3254 Bus

Discovery
- Discovered by: E. Bowell
- Discovery site: Anderson Mesa Stn.
- Discovery date: 17 October 1982

Designations
- Named after: Schelte J. Bus (American astronomer)
- Alternative designations: 1982 UM · 1982 SW_{4}
- Minor planet category: main-belt · Hilda

Orbital characteristics
- Epoch 4 September 2017 (JD 2458000.5)
- Uncertainty parameter 0
- Observation arc: 34.69 yr (12,671 days)
- Aphelion: 4.6044 AU
- Perihelion: 3.3052 AU
- Semi-major axis: 3.9548 AU
- Eccentricity: 0.1643
- Orbital period (sidereal): 7.86 yr (2,873 days)
- Mean anomaly: 182.71°
- Mean motion: 0° 7^{m} 31.08^{s} / day
- Inclination: 4.4462°
- Longitude of ascending node: 43.479°
- Argument of perihelion: 305.67°
- Jupiter MOID: 0.8515 AU

Physical characteristics
- Dimensions: 31.104±0.895 km 32.03 km (calculated) 35.07±0.95 km
- Synodic rotation period: 6.62 h
- Geometric albedo: 0.057 (assumed) 0.058±0.003 0.073±0.002
- Spectral type: SMASS = T D · T
- Absolute magnitude (H): 11.00 · 11.2

= 3254 Bus =

Hildian asteroid

3254 Bus, provisional designation , is a rare-type Hildian asteroid from the outermost region of the asteroid belt, approximately 32 kilometers in diameter. It was discovered on 17 October 1982, by American astronomer Edward Bowell at Lowell's Anderson Mesa Station in Flagstaff, Arizona. It is named after astronomer Schelte J. Bus.
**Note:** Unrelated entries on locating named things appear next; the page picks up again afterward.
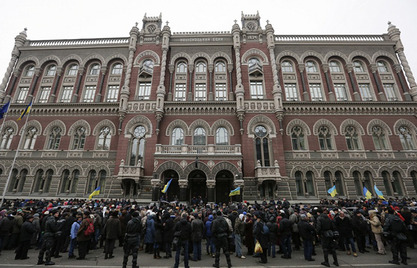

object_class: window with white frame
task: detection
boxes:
[60,86,74,102]
[16,87,29,103]
[359,84,373,101]
[106,85,119,102]
[250,81,264,99]
[309,84,324,101]
[215,83,227,101]
[194,83,207,101]
[83,86,96,102]
[38,87,51,103]
[174,83,186,101]
[383,84,398,101]
[334,84,348,101]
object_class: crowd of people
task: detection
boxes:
[0,198,417,268]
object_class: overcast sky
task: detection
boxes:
[0,0,417,87]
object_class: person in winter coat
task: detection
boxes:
[14,215,36,260]
[174,213,191,268]
[335,211,358,257]
[368,210,387,255]
[191,213,204,261]
[103,211,122,259]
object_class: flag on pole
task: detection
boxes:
[88,186,100,200]
[229,187,240,196]
[363,186,372,200]
[0,101,10,119]
[327,185,337,197]
[161,179,172,194]
[17,101,32,121]
[374,184,385,200]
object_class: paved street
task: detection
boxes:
[0,245,417,268]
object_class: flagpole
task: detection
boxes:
[0,100,33,208]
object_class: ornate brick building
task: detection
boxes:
[0,14,417,202]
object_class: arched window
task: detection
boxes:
[376,60,389,73]
[329,60,342,73]
[255,125,271,167]
[23,127,38,150]
[171,127,184,145]
[306,60,318,73]
[72,127,86,150]
[214,61,226,73]
[111,63,123,75]
[372,126,388,150]
[177,62,187,73]
[319,126,333,150]
[24,65,35,77]
[46,64,56,76]
[281,60,294,73]
[345,125,361,150]
[97,126,111,150]
[0,127,14,150]
[67,63,78,76]
[48,127,62,150]
[90,63,100,75]
[291,126,306,151]
[216,127,229,145]
[129,125,146,166]
[193,127,206,145]
[398,126,416,150]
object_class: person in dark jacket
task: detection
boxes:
[38,209,59,265]
[298,214,315,261]
[174,213,191,268]
[14,215,36,260]
[384,208,408,265]
[316,209,339,267]
[211,210,232,268]
[103,211,122,259]
[123,211,142,268]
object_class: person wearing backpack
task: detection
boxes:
[253,211,269,263]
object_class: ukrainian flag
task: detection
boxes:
[327,185,337,197]
[88,186,100,200]
[229,187,240,196]
[374,184,385,200]
[161,179,172,194]
[17,101,32,121]
[363,186,372,200]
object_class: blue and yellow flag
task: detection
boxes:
[374,184,385,200]
[327,185,337,197]
[229,187,240,196]
[88,186,100,200]
[17,101,32,121]
[161,179,172,194]
[363,186,372,200]
[0,101,10,119]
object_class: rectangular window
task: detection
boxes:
[83,86,96,102]
[106,85,119,102]
[16,87,29,103]
[174,84,186,101]
[38,87,51,103]
[194,84,207,101]
[138,82,151,100]
[284,84,298,101]
[359,84,373,101]
[383,84,398,101]
[250,81,264,99]
[216,83,227,101]
[60,86,74,102]
[334,84,347,101]
[309,84,324,101]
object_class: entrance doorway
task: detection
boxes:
[216,170,233,204]
[188,170,207,205]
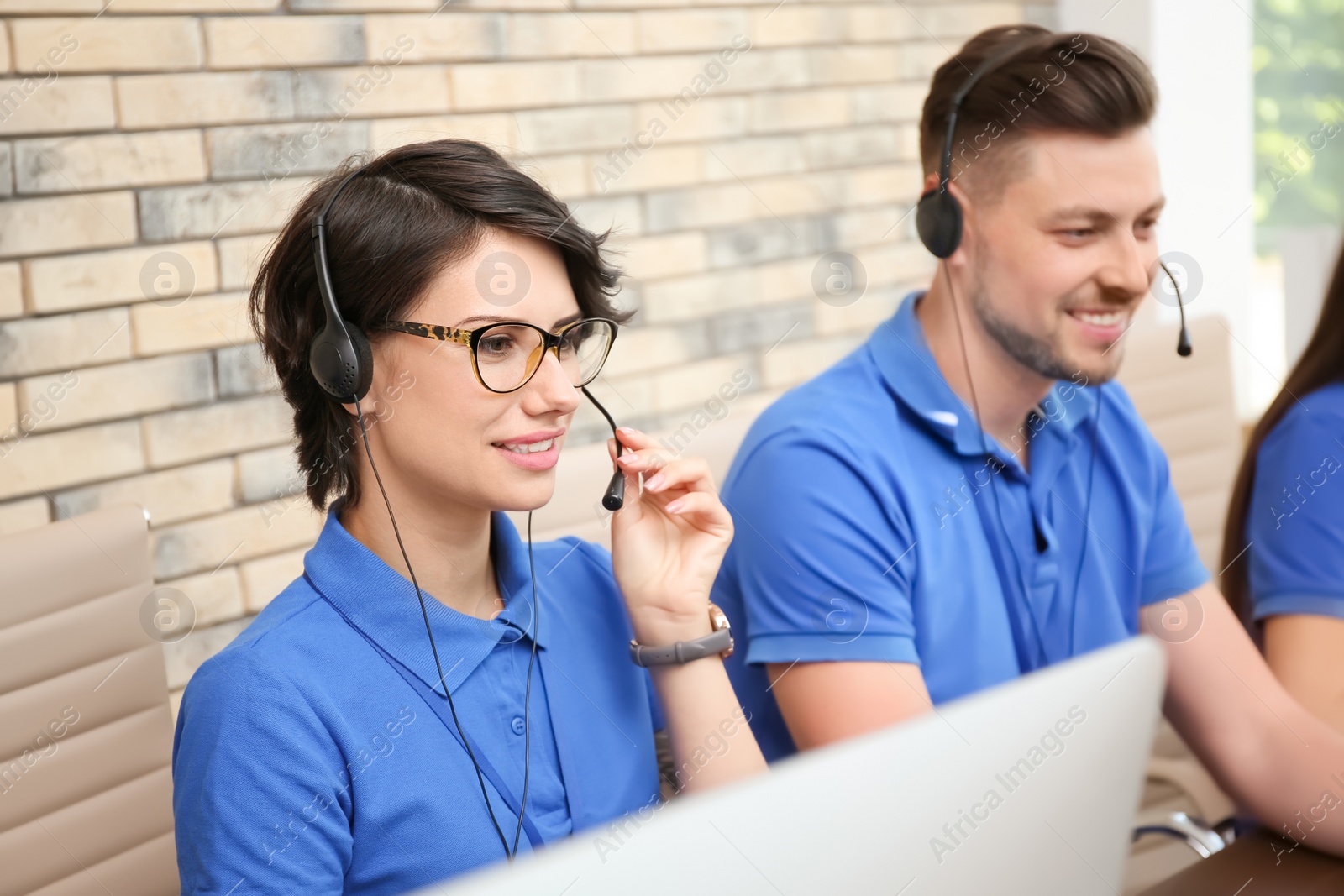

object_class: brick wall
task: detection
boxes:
[0,0,1053,715]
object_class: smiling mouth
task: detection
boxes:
[495,438,555,454]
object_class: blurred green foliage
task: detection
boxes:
[1252,0,1344,227]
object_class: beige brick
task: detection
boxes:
[9,15,204,74]
[0,307,130,376]
[513,106,637,159]
[206,16,365,69]
[368,113,520,153]
[143,395,293,469]
[0,497,51,535]
[294,63,452,118]
[748,3,843,49]
[0,262,23,320]
[0,421,144,498]
[636,8,748,52]
[13,130,206,193]
[750,90,853,133]
[117,0,282,15]
[139,177,313,242]
[506,12,636,59]
[117,71,294,130]
[239,550,307,612]
[634,96,748,144]
[365,11,504,65]
[55,458,234,527]
[452,62,580,112]
[620,231,707,280]
[0,76,117,137]
[0,383,18,438]
[130,293,257,356]
[602,327,692,376]
[150,501,324,579]
[23,240,219,314]
[155,567,244,637]
[18,352,215,432]
[0,192,136,258]
[217,233,276,291]
[589,144,707,195]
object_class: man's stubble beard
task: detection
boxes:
[970,265,1124,385]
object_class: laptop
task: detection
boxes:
[419,636,1165,896]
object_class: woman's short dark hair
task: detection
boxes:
[919,24,1158,202]
[249,139,630,511]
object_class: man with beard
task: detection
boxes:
[714,25,1344,851]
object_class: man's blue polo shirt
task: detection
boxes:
[714,293,1208,760]
[173,501,661,896]
[1246,383,1344,619]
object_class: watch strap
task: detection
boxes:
[630,629,732,666]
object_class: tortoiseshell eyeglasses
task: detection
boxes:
[381,317,616,392]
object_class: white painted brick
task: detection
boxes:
[239,547,307,612]
[0,192,137,258]
[0,262,23,320]
[217,233,276,291]
[139,177,313,242]
[143,395,293,469]
[506,12,636,59]
[368,113,522,153]
[294,63,452,118]
[116,71,294,130]
[452,62,580,112]
[23,240,219,314]
[13,130,206,193]
[55,458,234,527]
[150,501,324,579]
[0,421,144,498]
[155,565,244,638]
[0,307,130,376]
[363,11,504,65]
[9,15,204,74]
[0,497,50,535]
[206,16,365,69]
[130,293,257,356]
[18,354,215,432]
[0,76,117,136]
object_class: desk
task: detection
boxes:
[1141,829,1344,896]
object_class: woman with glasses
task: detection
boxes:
[173,139,764,894]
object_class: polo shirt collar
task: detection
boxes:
[869,291,1097,466]
[304,497,546,692]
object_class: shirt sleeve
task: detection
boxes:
[1121,396,1210,605]
[721,427,919,663]
[173,654,359,896]
[1246,410,1344,619]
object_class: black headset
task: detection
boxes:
[916,34,1191,659]
[307,165,625,861]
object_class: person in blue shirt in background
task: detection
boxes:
[1221,240,1344,731]
[714,25,1344,853]
[173,139,764,896]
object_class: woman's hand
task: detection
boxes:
[607,426,732,646]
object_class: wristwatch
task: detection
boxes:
[630,602,732,666]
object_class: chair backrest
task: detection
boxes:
[0,504,179,896]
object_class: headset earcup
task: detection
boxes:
[345,322,374,401]
[916,188,961,258]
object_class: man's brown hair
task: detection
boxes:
[919,24,1158,202]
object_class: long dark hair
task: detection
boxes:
[249,139,630,511]
[1219,240,1344,625]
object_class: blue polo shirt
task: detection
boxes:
[173,501,661,896]
[714,291,1208,760]
[1246,383,1344,619]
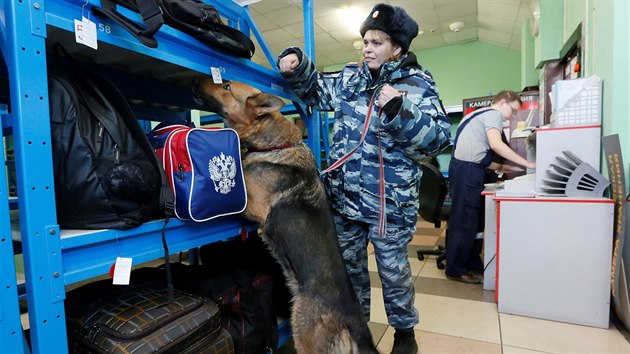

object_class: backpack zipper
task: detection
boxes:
[114,144,120,165]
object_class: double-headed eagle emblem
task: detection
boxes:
[208,152,236,194]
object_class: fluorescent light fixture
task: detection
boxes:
[234,0,261,6]
[339,5,367,35]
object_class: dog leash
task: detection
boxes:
[320,85,387,237]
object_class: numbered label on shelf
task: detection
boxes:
[113,257,131,285]
[210,68,223,84]
[74,17,98,49]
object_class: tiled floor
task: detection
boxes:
[279,222,630,354]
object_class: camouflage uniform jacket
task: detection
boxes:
[279,47,451,226]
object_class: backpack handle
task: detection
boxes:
[92,0,164,48]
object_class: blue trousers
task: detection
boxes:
[333,213,419,328]
[446,158,485,277]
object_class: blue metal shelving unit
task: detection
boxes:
[0,0,320,353]
[0,105,25,353]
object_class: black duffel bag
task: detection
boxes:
[93,0,256,58]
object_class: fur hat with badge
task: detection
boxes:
[359,4,418,53]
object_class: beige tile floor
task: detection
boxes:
[279,222,630,354]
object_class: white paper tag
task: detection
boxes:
[210,67,223,84]
[113,257,131,285]
[74,17,98,49]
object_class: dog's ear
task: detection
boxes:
[247,92,284,116]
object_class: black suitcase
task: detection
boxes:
[66,280,225,354]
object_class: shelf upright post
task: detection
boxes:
[0,107,24,353]
[2,0,68,353]
[302,0,322,167]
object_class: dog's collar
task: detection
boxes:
[247,143,303,152]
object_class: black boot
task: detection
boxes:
[392,328,418,354]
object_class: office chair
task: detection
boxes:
[417,163,451,269]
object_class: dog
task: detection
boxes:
[193,78,378,354]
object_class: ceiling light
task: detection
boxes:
[448,21,464,32]
[338,5,367,37]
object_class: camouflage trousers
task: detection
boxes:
[333,213,419,328]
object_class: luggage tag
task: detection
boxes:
[109,257,131,285]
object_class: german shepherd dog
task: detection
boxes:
[193,78,378,354]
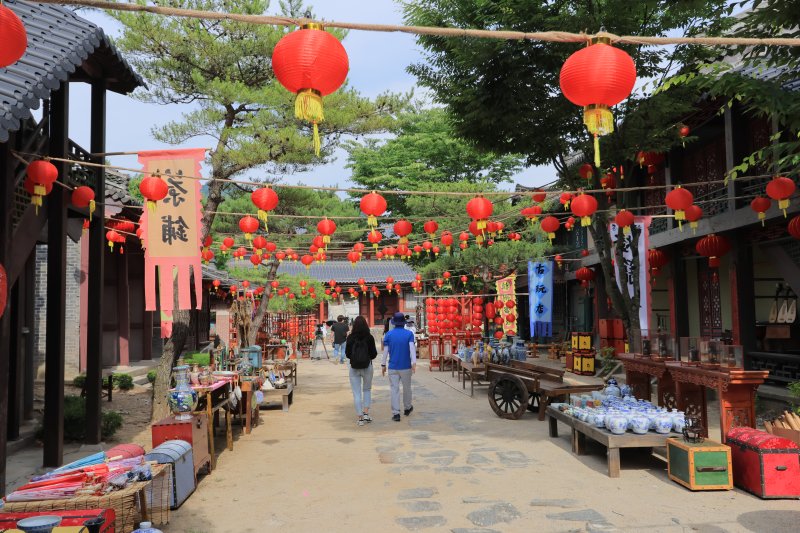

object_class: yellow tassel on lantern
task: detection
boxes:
[294,89,325,156]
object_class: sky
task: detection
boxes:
[65,0,554,189]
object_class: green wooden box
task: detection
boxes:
[667,438,733,490]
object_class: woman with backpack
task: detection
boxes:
[344,316,378,426]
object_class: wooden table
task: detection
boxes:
[546,406,678,477]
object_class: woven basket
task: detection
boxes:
[0,464,172,532]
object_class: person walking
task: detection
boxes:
[344,316,378,426]
[381,313,417,422]
[331,315,350,364]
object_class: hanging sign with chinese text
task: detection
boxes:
[528,261,553,337]
[608,217,652,337]
[139,148,205,313]
[495,274,518,336]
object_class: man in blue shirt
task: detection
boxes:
[381,313,417,422]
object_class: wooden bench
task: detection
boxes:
[261,383,294,411]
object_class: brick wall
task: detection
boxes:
[34,238,81,380]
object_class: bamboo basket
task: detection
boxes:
[0,464,172,532]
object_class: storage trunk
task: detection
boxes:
[152,413,211,477]
[145,440,197,509]
[727,427,800,498]
[667,438,733,490]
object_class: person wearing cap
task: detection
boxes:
[381,313,417,422]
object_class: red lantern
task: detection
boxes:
[250,187,278,232]
[647,248,669,276]
[750,196,772,227]
[540,216,561,244]
[572,194,597,226]
[559,39,636,168]
[26,159,58,213]
[392,220,412,244]
[695,233,731,268]
[0,4,28,68]
[72,185,95,220]
[767,176,795,218]
[686,204,703,233]
[359,191,386,229]
[239,215,258,241]
[614,209,634,235]
[786,215,800,239]
[575,267,594,287]
[139,172,169,212]
[422,220,439,239]
[664,185,694,231]
[272,23,350,155]
[317,218,336,249]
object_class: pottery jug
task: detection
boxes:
[167,365,197,420]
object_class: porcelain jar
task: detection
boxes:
[167,365,198,420]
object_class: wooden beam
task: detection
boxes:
[86,81,106,444]
[43,82,69,467]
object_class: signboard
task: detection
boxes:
[139,148,205,315]
[528,261,553,337]
[496,274,519,336]
[608,217,652,337]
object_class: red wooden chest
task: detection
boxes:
[726,427,800,498]
[151,413,211,476]
[0,509,117,533]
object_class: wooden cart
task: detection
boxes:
[486,361,603,420]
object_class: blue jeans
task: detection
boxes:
[333,343,345,363]
[350,363,372,416]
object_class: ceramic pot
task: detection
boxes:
[605,413,628,435]
[167,365,197,420]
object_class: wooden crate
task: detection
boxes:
[667,438,733,490]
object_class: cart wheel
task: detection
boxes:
[489,374,528,420]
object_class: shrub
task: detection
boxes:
[113,374,133,390]
[36,395,123,441]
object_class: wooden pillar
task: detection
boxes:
[43,82,69,467]
[117,249,130,366]
[0,143,15,495]
[86,81,106,444]
[730,241,756,354]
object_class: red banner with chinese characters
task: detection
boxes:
[495,274,519,336]
[139,148,206,315]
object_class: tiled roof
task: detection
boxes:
[0,0,144,142]
[278,260,417,284]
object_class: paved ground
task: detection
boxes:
[162,360,800,533]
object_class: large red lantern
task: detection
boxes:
[750,196,772,226]
[539,216,561,244]
[572,194,597,226]
[239,215,258,241]
[72,185,95,220]
[26,159,58,213]
[359,191,386,229]
[786,215,800,239]
[467,195,494,232]
[559,39,636,168]
[272,23,350,155]
[664,185,694,231]
[392,220,413,244]
[317,218,336,249]
[0,4,28,68]
[250,187,278,232]
[695,233,731,268]
[767,176,795,218]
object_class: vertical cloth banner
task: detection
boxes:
[608,217,652,337]
[139,148,206,315]
[528,261,553,337]
[497,274,519,336]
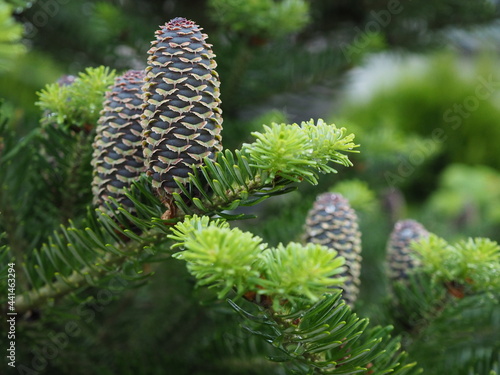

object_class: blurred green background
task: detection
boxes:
[0,0,500,374]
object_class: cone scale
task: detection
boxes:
[141,18,222,203]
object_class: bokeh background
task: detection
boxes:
[0,0,500,374]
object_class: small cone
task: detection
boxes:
[304,193,361,307]
[92,70,145,215]
[387,220,429,282]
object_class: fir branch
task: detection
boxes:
[168,216,344,310]
[228,291,421,375]
[243,119,358,185]
[36,66,115,130]
[413,235,500,295]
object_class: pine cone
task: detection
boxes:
[387,220,429,282]
[142,18,222,198]
[304,193,361,306]
[92,70,145,215]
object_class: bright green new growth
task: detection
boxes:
[170,216,262,299]
[0,2,26,71]
[169,215,345,309]
[243,119,358,185]
[259,242,345,310]
[413,234,500,291]
[36,66,116,129]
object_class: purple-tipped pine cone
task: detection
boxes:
[92,70,145,215]
[387,220,429,281]
[304,193,361,306]
[142,18,222,198]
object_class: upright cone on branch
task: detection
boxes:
[304,193,361,306]
[92,70,145,215]
[387,220,429,281]
[142,18,222,206]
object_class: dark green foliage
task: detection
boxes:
[304,193,361,305]
[92,70,145,215]
[143,18,222,201]
[387,220,429,282]
[229,291,421,374]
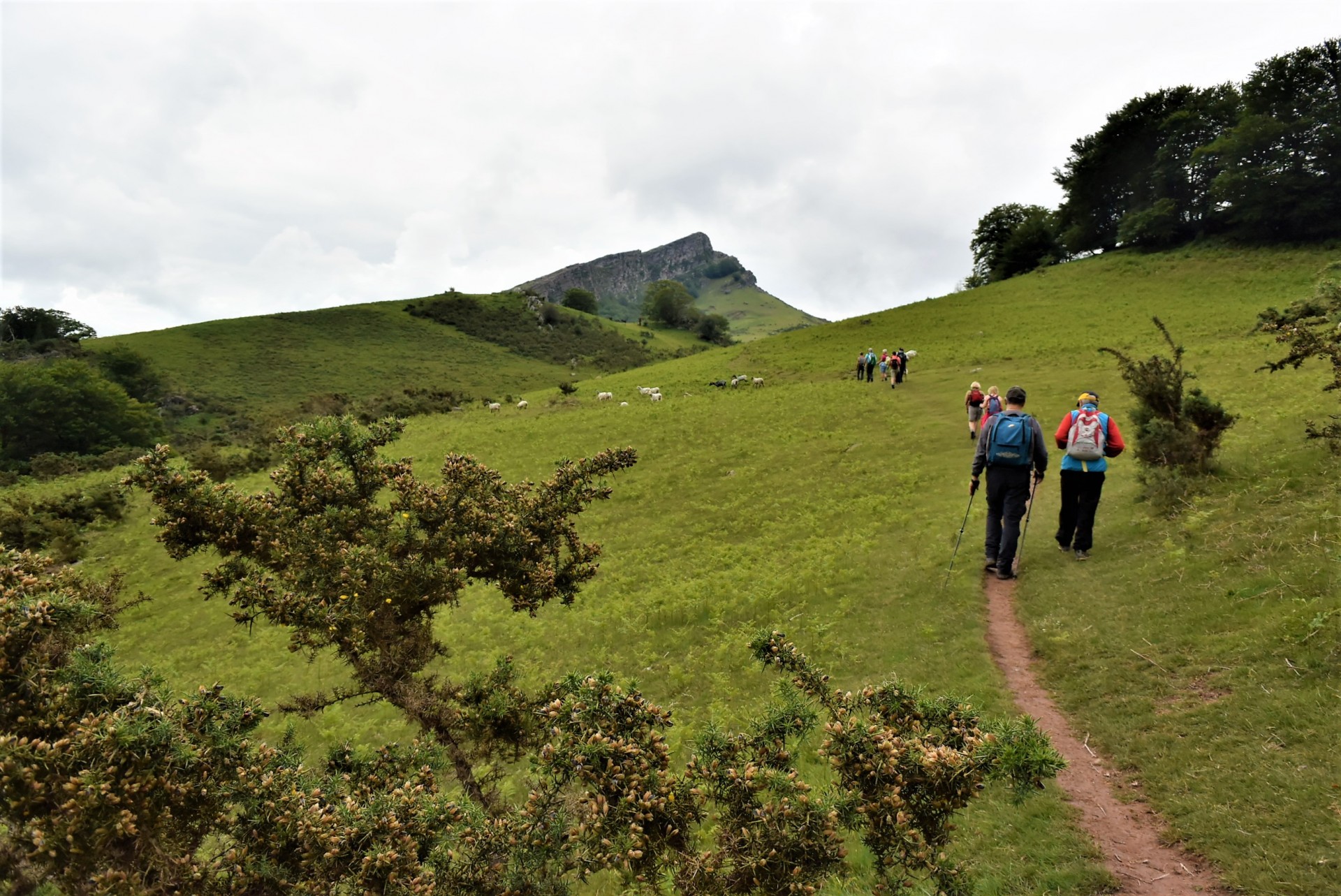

== Orbit and classification ==

Located in the outermost part of the main-belt, Bus is a member of the Hilda family, a large orbital group of asteroids that are thought to have originated from the Kuiper belt. It orbits the Sun at a distance of 3.3–4.6 AU once every 7 years and 10 months (2,873 days). Its orbit has an eccentricity of 0.16 and an inclination of 4° with respect to the ecliptic. It was first identified as at Crimea–Nauchnij, extending the body's observation arc by 3 weeks prior to its official discovery observation at Flagstaff.

== Physical characteristics ==

In the SMASS taxonomy, Bus is a rare T-type asteroid, while NASA's Wide-field Infrared Survey Explorer (WISE) characterizes Bus as a dark D-type asteroid.

=== Rotation period ===

In the late 1980s or early 1990s, a rotational lightcurve of Bus was obtained from photometric observations by American astronomer Richard P. Binzel. Lightcurve analysis gave a rotation period of 6.62 hours with a brightness variation of 0.31 magnitude (U=2).

=== Diameter and albedo ===

According to the surveys carried out by the Japanese Akari satellite and the WISE spacecraft with its subsequent NEOWISE mission, Bus measures 31.104 and 35.07 kilometers in diameter and its surface has an albedo of 0.058 and 0.073, respectively. The Collaborative Asteroid Lightcurve Link assumes a standard albedo for carbonaceous asteroids of 0.057 and calculates a diameter of 32.03 kilometers using an absolute magnitude of 11.2.

== Naming ==

This minor planet was named after American astronomer Schelte J. Bus, a prolific discoverer of minor planets and comets. The approved naming citation was published by the Minor Planet Center on 2 July 1985 (M.P.C. 9771).